Dick--wow, i'm so sorry to hear about your wife. From what you said, am i right in thinking she still has times when she is clear and normal? I'm really sorry. These conditions are so far from being well understood, maybe there is hope that things will turn out differently than predicted. Joy's message about protandim was interesting to me, will follow up.
I want to share with you an experience i had--as far as i know it's not common, or maybe it is. i didn't really look into it when it happened. It was my mom, she was in her mid 80s and she had had signs of mild dementia, she was still living on her own without help. She went to her doctor where she expressed fear that she wouldn't be able to find her car in the parking lot, so the doctor went with her to find her car. Not long after that, he prescribed Aricept for her, he told her she had early Alzheimers, which really depressed and frightened her. He gave her a CD that had a video and we watched it together.
She started taking the medication. This was 2003. After that, she rapidly went down hill. She got so she couldn't participate in conversations. If she was there, she would just be quiet, she wouldn't know what was going on, she wouldn't understand what people were talking about. She had no idea what to say. She had been very sociable up until this time. Before she retired, she had been an elementary school teacher. She loved to socialize, she had lots of friends. So it was sad and amazing to watch her so rapidly decline socially.
I began looking at assisted living places for her. I think it was the second or third one we went to, and the owner who was also a registered nurse, was sitting across from us at her desk and telling about their program, and talking about dementia, and just in the course of this conversation, she happened to say in passing, "…sometimes the medications that are prescribed for Alzheimer's makes the symptoms worse…" and she went on with whatever else she was saying. But it stopped my mind because there was no doubt that my mom's steep rapid decline had begun shortly after she started taking Aricept, maybe at most a month after, she may have started at a low dose and then increased it. It had been so odd the way she suddenly and abruptly lost her ability to interact with other people, something she always loved to do.

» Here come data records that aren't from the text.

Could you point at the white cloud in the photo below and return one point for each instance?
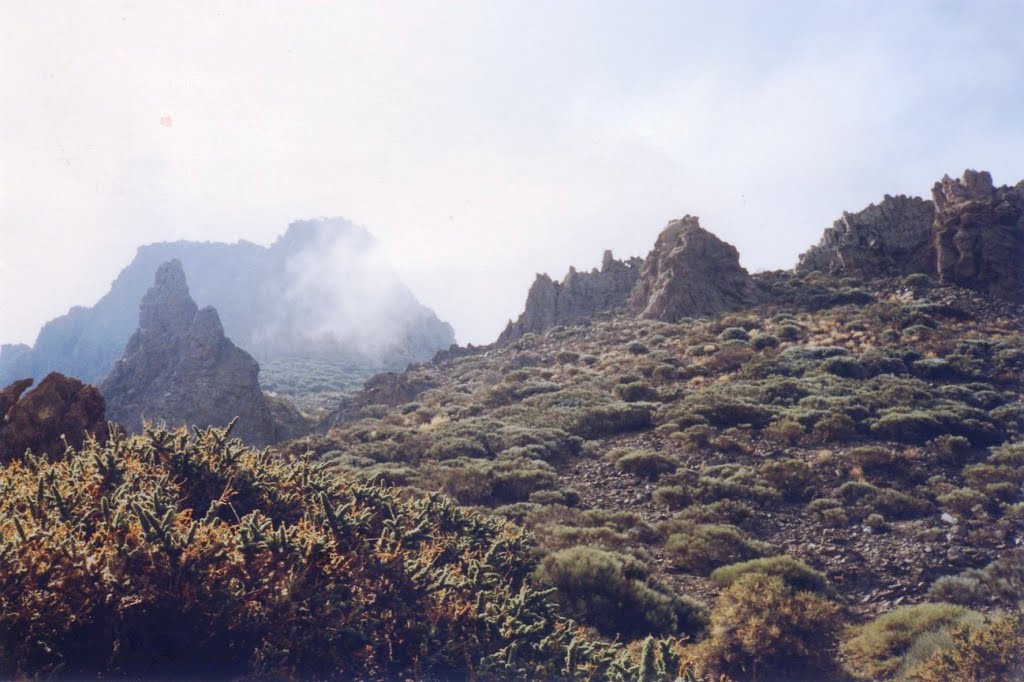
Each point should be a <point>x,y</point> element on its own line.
<point>480,142</point>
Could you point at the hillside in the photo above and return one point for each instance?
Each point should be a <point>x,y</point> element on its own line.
<point>855,431</point>
<point>317,293</point>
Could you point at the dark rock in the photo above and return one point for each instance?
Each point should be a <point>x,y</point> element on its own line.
<point>979,235</point>
<point>179,368</point>
<point>889,239</point>
<point>58,411</point>
<point>579,296</point>
<point>691,272</point>
<point>10,395</point>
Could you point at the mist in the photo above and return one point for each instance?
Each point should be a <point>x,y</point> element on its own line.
<point>480,143</point>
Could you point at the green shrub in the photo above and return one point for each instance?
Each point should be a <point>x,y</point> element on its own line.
<point>636,391</point>
<point>646,463</point>
<point>878,649</point>
<point>762,630</point>
<point>636,347</point>
<point>705,548</point>
<point>794,572</point>
<point>613,593</point>
<point>733,334</point>
<point>193,556</point>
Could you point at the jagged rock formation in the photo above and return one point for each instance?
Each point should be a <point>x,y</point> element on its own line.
<point>316,292</point>
<point>579,296</point>
<point>979,235</point>
<point>58,411</point>
<point>691,272</point>
<point>971,235</point>
<point>179,368</point>
<point>889,239</point>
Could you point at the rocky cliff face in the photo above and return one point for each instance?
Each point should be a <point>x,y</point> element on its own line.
<point>971,235</point>
<point>179,368</point>
<point>579,296</point>
<point>889,239</point>
<point>316,292</point>
<point>979,235</point>
<point>691,272</point>
<point>57,411</point>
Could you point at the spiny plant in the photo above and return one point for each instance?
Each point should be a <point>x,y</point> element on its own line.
<point>192,555</point>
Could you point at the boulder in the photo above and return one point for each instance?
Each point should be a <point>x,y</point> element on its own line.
<point>889,239</point>
<point>579,296</point>
<point>691,272</point>
<point>179,368</point>
<point>59,412</point>
<point>979,235</point>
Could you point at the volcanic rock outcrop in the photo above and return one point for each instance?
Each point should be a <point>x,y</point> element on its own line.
<point>179,368</point>
<point>979,235</point>
<point>317,292</point>
<point>58,411</point>
<point>889,239</point>
<point>579,296</point>
<point>691,272</point>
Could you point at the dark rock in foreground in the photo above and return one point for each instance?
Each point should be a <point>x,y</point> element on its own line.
<point>59,412</point>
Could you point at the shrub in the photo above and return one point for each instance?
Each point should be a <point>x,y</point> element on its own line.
<point>877,649</point>
<point>636,391</point>
<point>797,574</point>
<point>193,556</point>
<point>733,334</point>
<point>646,463</point>
<point>636,347</point>
<point>761,630</point>
<point>705,548</point>
<point>908,426</point>
<point>990,650</point>
<point>613,593</point>
<point>613,418</point>
<point>848,368</point>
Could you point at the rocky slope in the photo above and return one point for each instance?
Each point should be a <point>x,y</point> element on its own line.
<point>892,238</point>
<point>691,272</point>
<point>317,292</point>
<point>579,296</point>
<point>971,233</point>
<point>179,368</point>
<point>57,413</point>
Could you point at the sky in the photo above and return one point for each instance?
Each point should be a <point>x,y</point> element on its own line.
<point>481,142</point>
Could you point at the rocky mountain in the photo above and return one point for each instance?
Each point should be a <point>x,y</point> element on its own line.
<point>691,272</point>
<point>180,368</point>
<point>979,235</point>
<point>578,296</point>
<point>58,413</point>
<point>892,238</point>
<point>808,475</point>
<point>970,233</point>
<point>317,292</point>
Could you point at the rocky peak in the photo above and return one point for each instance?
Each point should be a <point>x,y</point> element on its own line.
<point>179,368</point>
<point>577,297</point>
<point>168,306</point>
<point>691,272</point>
<point>979,235</point>
<point>889,239</point>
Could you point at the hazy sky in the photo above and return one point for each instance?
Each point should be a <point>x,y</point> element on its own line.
<point>480,141</point>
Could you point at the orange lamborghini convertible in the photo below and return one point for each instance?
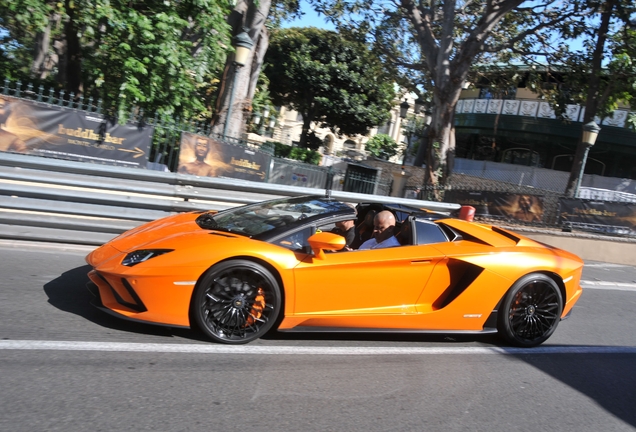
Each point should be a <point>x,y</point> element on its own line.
<point>239,273</point>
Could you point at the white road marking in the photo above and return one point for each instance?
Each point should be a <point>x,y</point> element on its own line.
<point>604,285</point>
<point>299,350</point>
<point>65,247</point>
<point>606,265</point>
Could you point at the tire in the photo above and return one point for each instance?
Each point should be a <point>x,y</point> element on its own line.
<point>237,302</point>
<point>530,311</point>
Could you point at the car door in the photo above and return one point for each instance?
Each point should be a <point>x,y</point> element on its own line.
<point>367,282</point>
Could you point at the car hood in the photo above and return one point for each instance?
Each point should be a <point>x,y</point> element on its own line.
<point>158,232</point>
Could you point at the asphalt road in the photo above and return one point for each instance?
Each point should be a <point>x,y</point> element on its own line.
<point>66,366</point>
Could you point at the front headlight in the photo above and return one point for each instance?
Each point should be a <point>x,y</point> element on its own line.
<point>142,255</point>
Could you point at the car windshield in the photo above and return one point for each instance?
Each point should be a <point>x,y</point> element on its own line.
<point>255,219</point>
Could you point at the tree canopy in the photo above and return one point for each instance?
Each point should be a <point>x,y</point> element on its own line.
<point>161,56</point>
<point>382,146</point>
<point>328,79</point>
<point>434,44</point>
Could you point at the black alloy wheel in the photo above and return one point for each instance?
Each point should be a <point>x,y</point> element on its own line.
<point>236,302</point>
<point>531,311</point>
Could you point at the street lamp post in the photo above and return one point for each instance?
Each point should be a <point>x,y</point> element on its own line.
<point>243,45</point>
<point>590,133</point>
<point>261,131</point>
<point>404,109</point>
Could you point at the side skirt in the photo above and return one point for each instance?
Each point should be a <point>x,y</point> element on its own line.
<point>301,329</point>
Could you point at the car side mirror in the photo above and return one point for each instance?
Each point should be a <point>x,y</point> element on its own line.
<point>320,242</point>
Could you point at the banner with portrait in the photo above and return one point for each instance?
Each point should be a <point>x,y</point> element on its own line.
<point>521,207</point>
<point>31,127</point>
<point>591,212</point>
<point>206,157</point>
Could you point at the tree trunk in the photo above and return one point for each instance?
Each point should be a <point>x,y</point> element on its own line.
<point>251,16</point>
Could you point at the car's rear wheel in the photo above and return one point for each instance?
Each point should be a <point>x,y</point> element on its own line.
<point>236,302</point>
<point>530,311</point>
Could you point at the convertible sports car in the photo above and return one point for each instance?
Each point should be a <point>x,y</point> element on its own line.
<point>241,272</point>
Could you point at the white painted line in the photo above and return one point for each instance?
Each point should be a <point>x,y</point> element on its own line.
<point>23,244</point>
<point>603,285</point>
<point>607,265</point>
<point>299,350</point>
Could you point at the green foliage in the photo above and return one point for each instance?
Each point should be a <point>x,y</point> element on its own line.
<point>161,56</point>
<point>297,153</point>
<point>328,79</point>
<point>382,146</point>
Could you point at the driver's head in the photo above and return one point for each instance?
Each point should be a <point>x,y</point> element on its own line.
<point>383,225</point>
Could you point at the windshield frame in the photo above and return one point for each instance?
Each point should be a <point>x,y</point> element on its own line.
<point>269,219</point>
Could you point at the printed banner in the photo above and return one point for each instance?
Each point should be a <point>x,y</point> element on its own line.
<point>522,207</point>
<point>614,214</point>
<point>46,130</point>
<point>207,157</point>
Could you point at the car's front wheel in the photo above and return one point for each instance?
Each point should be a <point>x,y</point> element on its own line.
<point>530,311</point>
<point>236,302</point>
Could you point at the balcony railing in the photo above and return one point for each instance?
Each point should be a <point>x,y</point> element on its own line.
<point>537,109</point>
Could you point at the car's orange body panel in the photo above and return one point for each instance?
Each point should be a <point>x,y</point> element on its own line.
<point>453,286</point>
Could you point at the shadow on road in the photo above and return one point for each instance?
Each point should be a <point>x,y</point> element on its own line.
<point>607,379</point>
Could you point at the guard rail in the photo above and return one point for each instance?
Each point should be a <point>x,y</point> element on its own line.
<point>75,202</point>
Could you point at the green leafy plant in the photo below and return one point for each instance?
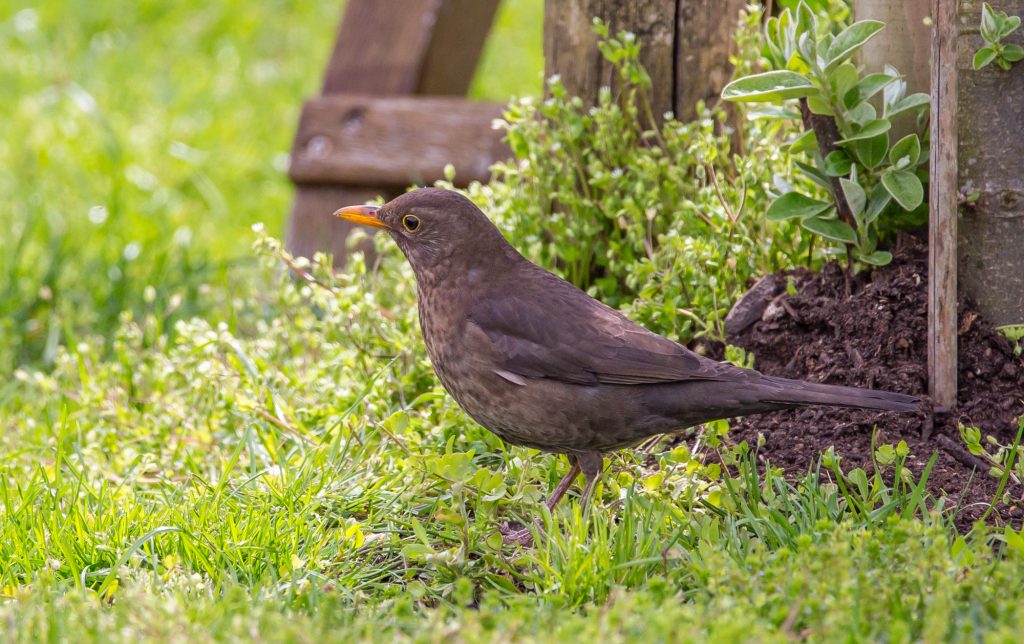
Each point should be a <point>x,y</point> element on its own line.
<point>995,26</point>
<point>872,184</point>
<point>641,211</point>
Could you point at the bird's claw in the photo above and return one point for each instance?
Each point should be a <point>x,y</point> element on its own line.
<point>515,537</point>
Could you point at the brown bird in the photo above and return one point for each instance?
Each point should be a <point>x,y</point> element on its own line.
<point>541,363</point>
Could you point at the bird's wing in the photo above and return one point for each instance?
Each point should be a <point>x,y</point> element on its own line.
<point>564,335</point>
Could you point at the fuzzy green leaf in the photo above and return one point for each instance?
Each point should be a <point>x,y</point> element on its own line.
<point>795,205</point>
<point>905,153</point>
<point>912,101</point>
<point>814,174</point>
<point>867,87</point>
<point>769,86</point>
<point>805,142</point>
<point>905,187</point>
<point>838,164</point>
<point>1013,52</point>
<point>830,229</point>
<point>855,196</point>
<point>871,152</point>
<point>982,57</point>
<point>868,130</point>
<point>849,40</point>
<point>878,258</point>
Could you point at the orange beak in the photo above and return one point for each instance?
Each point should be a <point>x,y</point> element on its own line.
<point>367,215</point>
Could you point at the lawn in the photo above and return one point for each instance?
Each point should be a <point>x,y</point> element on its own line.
<point>196,446</point>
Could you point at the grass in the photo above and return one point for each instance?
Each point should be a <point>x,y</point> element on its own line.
<point>195,447</point>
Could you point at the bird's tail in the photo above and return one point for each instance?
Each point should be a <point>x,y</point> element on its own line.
<point>785,392</point>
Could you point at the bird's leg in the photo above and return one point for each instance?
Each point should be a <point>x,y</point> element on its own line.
<point>522,535</point>
<point>563,484</point>
<point>591,463</point>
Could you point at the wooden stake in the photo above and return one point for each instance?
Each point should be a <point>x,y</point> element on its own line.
<point>942,209</point>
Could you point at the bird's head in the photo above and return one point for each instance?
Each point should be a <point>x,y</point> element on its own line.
<point>434,228</point>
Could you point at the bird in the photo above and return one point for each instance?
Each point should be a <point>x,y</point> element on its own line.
<point>541,363</point>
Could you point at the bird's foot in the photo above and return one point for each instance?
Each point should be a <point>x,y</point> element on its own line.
<point>515,534</point>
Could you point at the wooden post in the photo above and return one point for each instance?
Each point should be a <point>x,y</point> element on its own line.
<point>684,47</point>
<point>942,209</point>
<point>385,48</point>
<point>990,120</point>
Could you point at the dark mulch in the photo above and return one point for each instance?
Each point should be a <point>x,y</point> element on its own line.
<point>877,338</point>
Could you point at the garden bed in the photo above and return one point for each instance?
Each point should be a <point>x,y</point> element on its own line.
<point>877,338</point>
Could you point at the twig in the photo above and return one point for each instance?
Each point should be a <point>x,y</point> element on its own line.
<point>962,455</point>
<point>304,274</point>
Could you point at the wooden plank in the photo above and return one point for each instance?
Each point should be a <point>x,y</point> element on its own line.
<point>459,35</point>
<point>570,45</point>
<point>381,46</point>
<point>990,156</point>
<point>409,46</point>
<point>705,38</point>
<point>387,47</point>
<point>942,207</point>
<point>395,141</point>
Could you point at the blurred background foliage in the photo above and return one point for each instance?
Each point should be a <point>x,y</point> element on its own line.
<point>140,140</point>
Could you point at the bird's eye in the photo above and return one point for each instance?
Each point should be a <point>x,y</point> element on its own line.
<point>412,222</point>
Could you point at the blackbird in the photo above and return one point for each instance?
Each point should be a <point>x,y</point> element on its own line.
<point>541,363</point>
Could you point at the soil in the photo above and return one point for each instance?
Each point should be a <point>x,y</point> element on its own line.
<point>877,338</point>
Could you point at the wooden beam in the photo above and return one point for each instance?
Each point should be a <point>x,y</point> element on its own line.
<point>395,140</point>
<point>990,155</point>
<point>570,45</point>
<point>942,210</point>
<point>706,33</point>
<point>387,47</point>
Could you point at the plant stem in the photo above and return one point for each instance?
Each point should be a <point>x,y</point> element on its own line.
<point>826,134</point>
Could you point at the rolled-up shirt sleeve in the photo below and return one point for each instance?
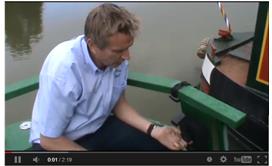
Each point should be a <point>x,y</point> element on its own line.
<point>57,99</point>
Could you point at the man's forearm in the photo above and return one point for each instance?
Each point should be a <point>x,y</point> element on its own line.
<point>127,114</point>
<point>60,144</point>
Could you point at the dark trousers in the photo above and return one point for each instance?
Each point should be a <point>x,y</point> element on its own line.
<point>115,135</point>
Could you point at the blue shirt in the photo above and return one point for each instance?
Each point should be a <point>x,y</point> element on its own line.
<point>74,96</point>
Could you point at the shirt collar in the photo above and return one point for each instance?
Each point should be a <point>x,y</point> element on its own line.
<point>87,56</point>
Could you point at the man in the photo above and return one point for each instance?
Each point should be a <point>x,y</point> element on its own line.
<point>80,104</point>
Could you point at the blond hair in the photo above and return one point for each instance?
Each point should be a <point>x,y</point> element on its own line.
<point>108,19</point>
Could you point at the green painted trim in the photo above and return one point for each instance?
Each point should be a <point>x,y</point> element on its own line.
<point>257,48</point>
<point>194,102</point>
<point>21,87</point>
<point>16,138</point>
<point>211,107</point>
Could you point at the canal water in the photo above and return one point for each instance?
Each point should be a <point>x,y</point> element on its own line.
<point>166,46</point>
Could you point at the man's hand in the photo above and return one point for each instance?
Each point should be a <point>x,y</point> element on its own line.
<point>170,137</point>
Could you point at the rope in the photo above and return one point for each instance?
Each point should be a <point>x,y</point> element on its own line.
<point>223,13</point>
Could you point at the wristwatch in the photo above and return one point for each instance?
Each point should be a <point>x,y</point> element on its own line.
<point>151,127</point>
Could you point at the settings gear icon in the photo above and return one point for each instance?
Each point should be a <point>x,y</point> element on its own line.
<point>223,159</point>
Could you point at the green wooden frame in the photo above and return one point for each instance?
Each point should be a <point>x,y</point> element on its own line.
<point>214,113</point>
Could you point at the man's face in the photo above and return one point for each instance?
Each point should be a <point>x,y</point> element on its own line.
<point>117,50</point>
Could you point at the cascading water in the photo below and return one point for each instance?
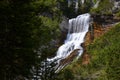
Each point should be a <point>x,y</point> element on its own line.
<point>71,49</point>
<point>78,27</point>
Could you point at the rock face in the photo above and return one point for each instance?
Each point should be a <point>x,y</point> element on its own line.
<point>116,7</point>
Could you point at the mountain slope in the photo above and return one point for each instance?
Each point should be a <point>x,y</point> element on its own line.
<point>104,63</point>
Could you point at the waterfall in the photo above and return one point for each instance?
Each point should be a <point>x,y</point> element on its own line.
<point>78,27</point>
<point>96,4</point>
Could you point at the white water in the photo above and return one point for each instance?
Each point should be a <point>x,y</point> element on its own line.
<point>78,27</point>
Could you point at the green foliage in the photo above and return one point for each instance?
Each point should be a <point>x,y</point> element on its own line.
<point>118,14</point>
<point>25,26</point>
<point>105,58</point>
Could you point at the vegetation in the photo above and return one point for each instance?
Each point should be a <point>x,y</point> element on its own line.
<point>25,26</point>
<point>105,57</point>
<point>28,30</point>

When i got home i called the doctor and told them she seemed to have side effects from the medication and i was going to stop giving it to her, and wanted to let them know. They said it was OK to stop it so i did--and she totally came back to the place she was at before she suddenly started to go down hill. She recovered. She had been gradually developing dementia, and that continued, but the way she suddenly became disconnected from the world was sudden and it was quickly reversed when the meds were stopped. I got her a part time in home caregiver 4 hours a day from Visiting Angels and that continued for 4 more years.
If not for that nurse/facility owner saying in passing that the meds could cause the symptoms of the disease, my mom would've been placed in an institution. Instead, she had 4 more years at home and out in the world, still living her life somewhat normally, with only gradually decline, visiting with her friends and family.
In 2007, she got a lot worse. She had had the same caregiver the whole time. who loved her and went way beyond the call of duty. She called me and told me some alarming things, like when my mom got dressed in the morning, she put her underwear on the outside instead of underneath. So then i knew a big change was going on, and pretty quickly, i got down to searching for a facility for her, steep learning curve, a stressful time, but in a couple of months, she went into the place where she still is now, a wonderful place where she gets wonderful care--and to this day, she is still sociable, she loves to converse, she has not so much memory which limits things she can say and understand, but she still enjoys it, and she still knows who i am and who my daughter is, though not anybody else, and she still likes to say and to hear "I love you!" When she was on the Alzheimers medication, she could not do that.
I'm not saying this to imply there's anything wrong with the medication your wife is getting, a lot of people report getting help from those medications. But after what happened to me, i always think of it when that subject comes up and think it's just something to be aware of because we already expect the condition to progress, and doctors expect it too, and what if no one checks to make sure it's not the medication causing the decline? if not for that chance meeting with that woman, my mom would've been put in an institution 4 years sooner and would've been vegetative because of the medication and instead she has had and still has an enjoyable life
I'm sorry you have gotten bad news. I guess there are always new things to learn, some times hiding is unexpected places.